The logic above can support exactly the opposite conclusion: LLM can do dynamic typed language better since it does not need to solve type errors and save several context tokens.
Practically, it was reported that LLM-backed coding agents just worked around type errors by using `any` in a gradually typed language like TypeScript. I also personally observed such usage multiple times.
I also tried using LLM agents with stronger languages like Rust. When complex type errors occured, the agents struggled to fix them and eventually just used `todo!()`
The experience above can be caused by insufficient training data. But it illustrates the importance of eval instead of ideological speculation.

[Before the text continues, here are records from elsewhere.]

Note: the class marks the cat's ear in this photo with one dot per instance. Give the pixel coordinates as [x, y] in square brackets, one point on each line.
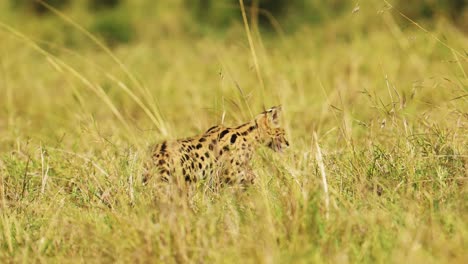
[270, 117]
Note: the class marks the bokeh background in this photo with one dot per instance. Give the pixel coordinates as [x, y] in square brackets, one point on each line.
[86, 86]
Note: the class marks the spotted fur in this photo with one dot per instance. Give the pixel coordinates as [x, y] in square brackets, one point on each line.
[221, 155]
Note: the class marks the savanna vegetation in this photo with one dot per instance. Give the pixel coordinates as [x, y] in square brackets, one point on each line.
[374, 97]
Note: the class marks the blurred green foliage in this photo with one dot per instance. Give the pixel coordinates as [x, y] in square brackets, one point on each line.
[103, 4]
[454, 10]
[115, 27]
[36, 6]
[220, 14]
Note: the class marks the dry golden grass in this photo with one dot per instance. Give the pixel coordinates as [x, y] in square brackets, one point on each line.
[388, 105]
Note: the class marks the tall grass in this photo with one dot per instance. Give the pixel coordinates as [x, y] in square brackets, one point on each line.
[387, 103]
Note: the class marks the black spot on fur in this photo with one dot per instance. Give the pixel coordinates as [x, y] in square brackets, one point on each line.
[163, 146]
[223, 133]
[233, 138]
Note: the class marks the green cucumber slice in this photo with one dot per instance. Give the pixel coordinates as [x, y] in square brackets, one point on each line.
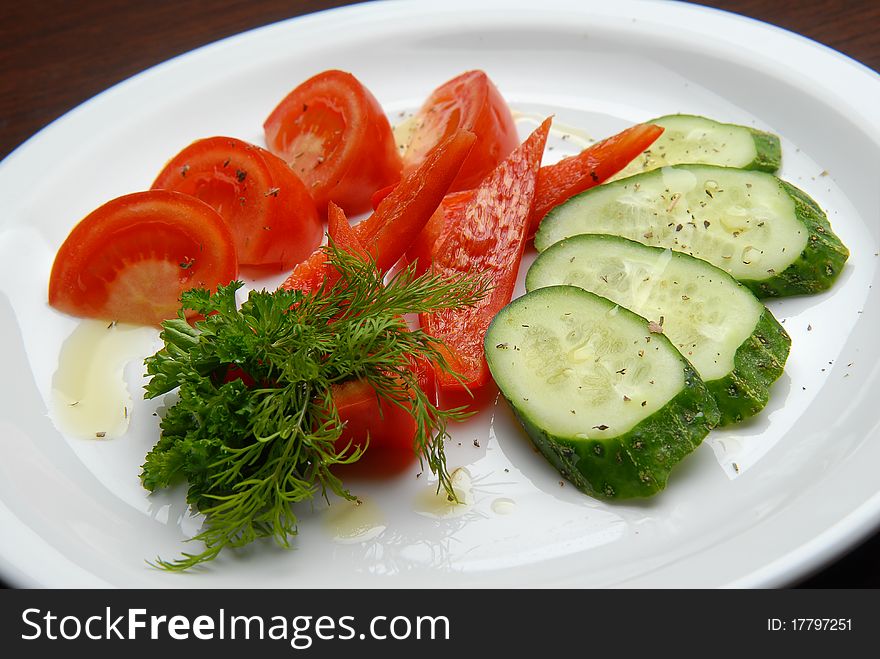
[733, 341]
[765, 232]
[613, 406]
[689, 138]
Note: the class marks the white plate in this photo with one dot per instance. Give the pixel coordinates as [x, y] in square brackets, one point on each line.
[756, 505]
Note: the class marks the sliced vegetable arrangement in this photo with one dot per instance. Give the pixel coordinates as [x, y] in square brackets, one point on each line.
[731, 339]
[765, 232]
[619, 360]
[699, 140]
[608, 400]
[131, 259]
[273, 219]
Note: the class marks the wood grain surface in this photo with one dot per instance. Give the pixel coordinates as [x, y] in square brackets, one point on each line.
[55, 54]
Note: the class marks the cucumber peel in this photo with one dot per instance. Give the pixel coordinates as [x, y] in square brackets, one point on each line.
[610, 403]
[693, 139]
[732, 340]
[767, 233]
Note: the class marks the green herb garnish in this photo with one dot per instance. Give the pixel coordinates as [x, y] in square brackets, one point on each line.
[254, 427]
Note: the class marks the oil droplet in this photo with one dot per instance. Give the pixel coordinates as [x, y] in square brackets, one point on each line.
[503, 506]
[434, 503]
[90, 398]
[350, 522]
[578, 137]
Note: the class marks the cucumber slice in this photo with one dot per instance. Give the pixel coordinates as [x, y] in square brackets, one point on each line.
[610, 404]
[689, 138]
[765, 232]
[733, 341]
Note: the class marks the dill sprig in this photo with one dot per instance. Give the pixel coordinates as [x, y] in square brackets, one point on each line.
[254, 428]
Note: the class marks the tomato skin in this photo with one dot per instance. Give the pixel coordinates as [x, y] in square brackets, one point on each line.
[336, 138]
[469, 102]
[589, 168]
[271, 214]
[130, 259]
[400, 216]
[386, 431]
[487, 236]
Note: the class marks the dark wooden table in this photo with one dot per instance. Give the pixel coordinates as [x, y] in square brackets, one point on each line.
[55, 54]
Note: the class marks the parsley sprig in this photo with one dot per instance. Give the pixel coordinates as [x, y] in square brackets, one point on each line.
[254, 427]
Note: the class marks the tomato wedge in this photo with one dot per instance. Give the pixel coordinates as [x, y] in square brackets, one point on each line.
[335, 136]
[400, 217]
[130, 259]
[590, 167]
[487, 237]
[556, 183]
[384, 430]
[469, 102]
[271, 214]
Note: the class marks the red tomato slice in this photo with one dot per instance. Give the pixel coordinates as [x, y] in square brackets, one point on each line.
[335, 136]
[130, 259]
[467, 102]
[590, 167]
[386, 430]
[487, 237]
[400, 217]
[273, 218]
[556, 183]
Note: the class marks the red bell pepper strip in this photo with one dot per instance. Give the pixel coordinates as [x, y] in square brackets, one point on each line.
[486, 238]
[592, 166]
[556, 183]
[421, 251]
[400, 216]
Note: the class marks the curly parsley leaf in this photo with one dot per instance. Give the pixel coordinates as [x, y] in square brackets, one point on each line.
[254, 428]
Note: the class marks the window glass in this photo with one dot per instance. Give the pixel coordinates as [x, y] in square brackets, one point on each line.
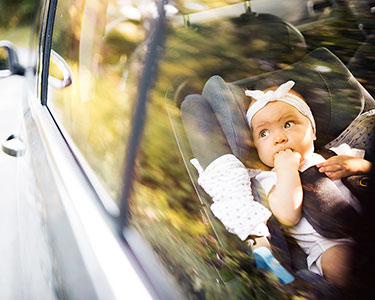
[245, 45]
[97, 40]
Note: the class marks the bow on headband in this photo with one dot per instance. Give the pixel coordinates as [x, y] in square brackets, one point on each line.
[280, 94]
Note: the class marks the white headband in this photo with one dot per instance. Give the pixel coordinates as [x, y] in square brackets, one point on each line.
[281, 94]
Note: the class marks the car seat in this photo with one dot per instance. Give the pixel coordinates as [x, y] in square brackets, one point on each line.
[342, 110]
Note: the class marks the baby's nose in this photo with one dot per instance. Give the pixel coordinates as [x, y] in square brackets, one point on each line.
[280, 139]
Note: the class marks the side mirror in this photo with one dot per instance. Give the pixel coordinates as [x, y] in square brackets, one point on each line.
[9, 64]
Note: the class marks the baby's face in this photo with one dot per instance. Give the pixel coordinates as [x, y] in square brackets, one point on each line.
[279, 126]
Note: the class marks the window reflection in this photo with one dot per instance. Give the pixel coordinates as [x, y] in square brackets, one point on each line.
[97, 39]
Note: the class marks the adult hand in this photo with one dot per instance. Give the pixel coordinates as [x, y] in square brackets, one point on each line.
[340, 166]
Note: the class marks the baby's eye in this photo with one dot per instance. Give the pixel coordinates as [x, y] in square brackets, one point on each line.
[288, 124]
[264, 133]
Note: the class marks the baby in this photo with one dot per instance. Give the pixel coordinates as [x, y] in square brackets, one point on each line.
[283, 131]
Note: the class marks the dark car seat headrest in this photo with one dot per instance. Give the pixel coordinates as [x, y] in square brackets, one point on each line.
[333, 94]
[231, 44]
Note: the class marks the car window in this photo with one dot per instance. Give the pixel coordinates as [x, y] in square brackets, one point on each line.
[243, 44]
[96, 108]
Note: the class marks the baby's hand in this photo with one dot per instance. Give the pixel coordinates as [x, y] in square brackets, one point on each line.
[340, 166]
[286, 159]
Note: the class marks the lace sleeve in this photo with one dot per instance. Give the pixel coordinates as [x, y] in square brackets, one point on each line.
[227, 181]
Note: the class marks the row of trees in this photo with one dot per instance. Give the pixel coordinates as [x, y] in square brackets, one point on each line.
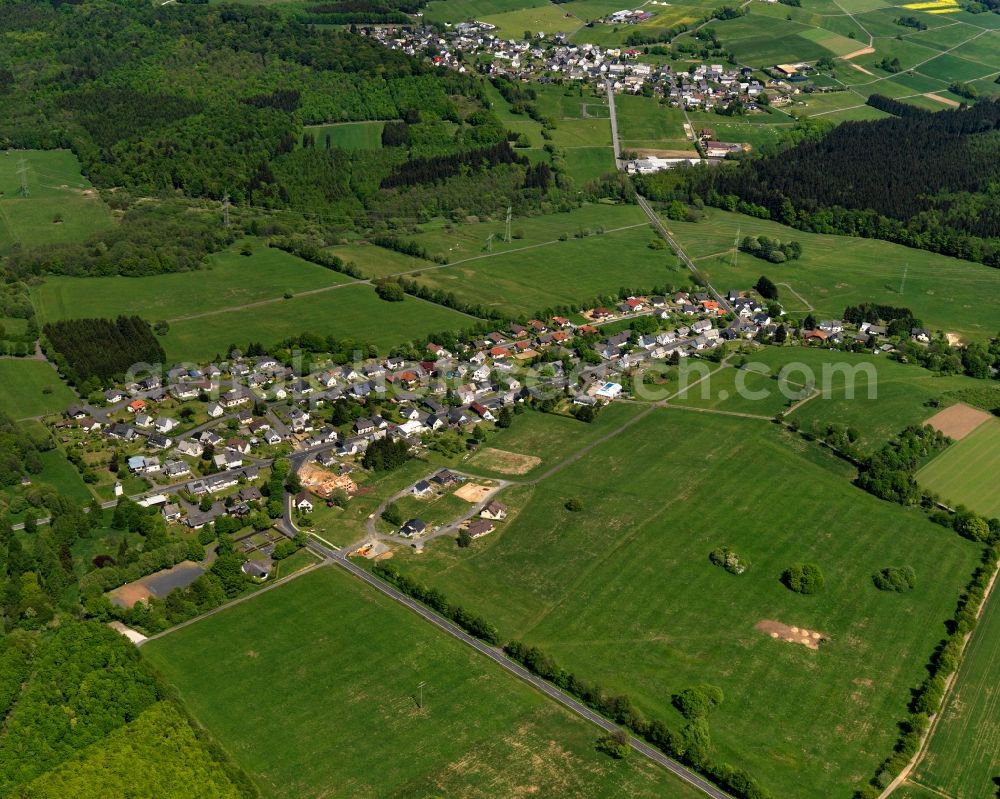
[104, 349]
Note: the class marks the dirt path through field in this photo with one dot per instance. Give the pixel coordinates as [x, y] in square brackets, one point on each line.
[946, 100]
[856, 53]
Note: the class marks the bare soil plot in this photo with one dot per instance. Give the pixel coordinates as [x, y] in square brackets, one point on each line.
[958, 421]
[473, 492]
[127, 595]
[790, 634]
[500, 460]
[323, 482]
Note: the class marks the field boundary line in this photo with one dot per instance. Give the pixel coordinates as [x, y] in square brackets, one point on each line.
[544, 687]
[239, 600]
[929, 788]
[946, 699]
[738, 414]
[269, 301]
[433, 267]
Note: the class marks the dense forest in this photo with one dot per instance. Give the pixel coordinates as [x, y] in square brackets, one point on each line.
[102, 349]
[925, 180]
[112, 709]
[173, 108]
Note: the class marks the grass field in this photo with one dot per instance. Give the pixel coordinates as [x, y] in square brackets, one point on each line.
[329, 705]
[376, 262]
[463, 10]
[227, 280]
[467, 240]
[31, 388]
[966, 472]
[748, 391]
[901, 391]
[56, 190]
[354, 312]
[63, 476]
[549, 438]
[963, 755]
[348, 135]
[548, 18]
[562, 272]
[836, 271]
[623, 593]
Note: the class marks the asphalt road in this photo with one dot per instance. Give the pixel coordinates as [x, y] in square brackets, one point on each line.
[662, 230]
[498, 657]
[609, 89]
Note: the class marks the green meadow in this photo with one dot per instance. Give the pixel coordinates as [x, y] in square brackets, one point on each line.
[32, 388]
[549, 438]
[966, 472]
[348, 135]
[872, 394]
[560, 273]
[458, 241]
[332, 705]
[836, 271]
[623, 593]
[963, 755]
[61, 205]
[348, 312]
[227, 280]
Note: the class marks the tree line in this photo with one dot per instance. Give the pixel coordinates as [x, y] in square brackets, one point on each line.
[102, 349]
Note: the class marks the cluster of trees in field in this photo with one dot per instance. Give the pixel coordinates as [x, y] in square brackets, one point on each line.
[927, 697]
[690, 745]
[474, 625]
[864, 179]
[895, 578]
[727, 558]
[895, 107]
[314, 253]
[386, 454]
[888, 473]
[773, 250]
[803, 578]
[102, 349]
[19, 452]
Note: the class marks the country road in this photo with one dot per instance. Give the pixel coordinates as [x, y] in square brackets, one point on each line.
[497, 656]
[615, 143]
[648, 209]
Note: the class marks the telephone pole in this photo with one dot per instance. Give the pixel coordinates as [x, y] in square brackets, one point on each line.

In my experience you can get around it by having a linter rule disallowing it and using a local claude file instructing it to fix the linting issues every time it does something.
You can equally get around a significant portion of the purported issues with dynamically typed languages by having Claude run tests, and try to run the actual code.
I have no problem believing they will handle some languages better than others, but I don't think we'll know whether typing makes a significant difference vs. other factors without actual tests.
I always instructions to have the LLM run `task build` before claiming a task is done.
Build runs linters and tests and actually builds the project, kinda-sorta confirming that nothing major broke.
it does not always work in my experience due to complex type definitions. Also extra tool calls and time are needed to fix linting.
Or just bad training data. I've seen "any" casually used everywhere.
>The logic above can support exactly the opposite conclusion: LLM can do dynamic typed language better since it does not need to solve type errors and save several context tokens.
If the goal is just to output code that does not show any linter errors, then yes, choose a dynamically typed language.
But for code that works at runtime? Types are a huge helper for humans and LLMs alike.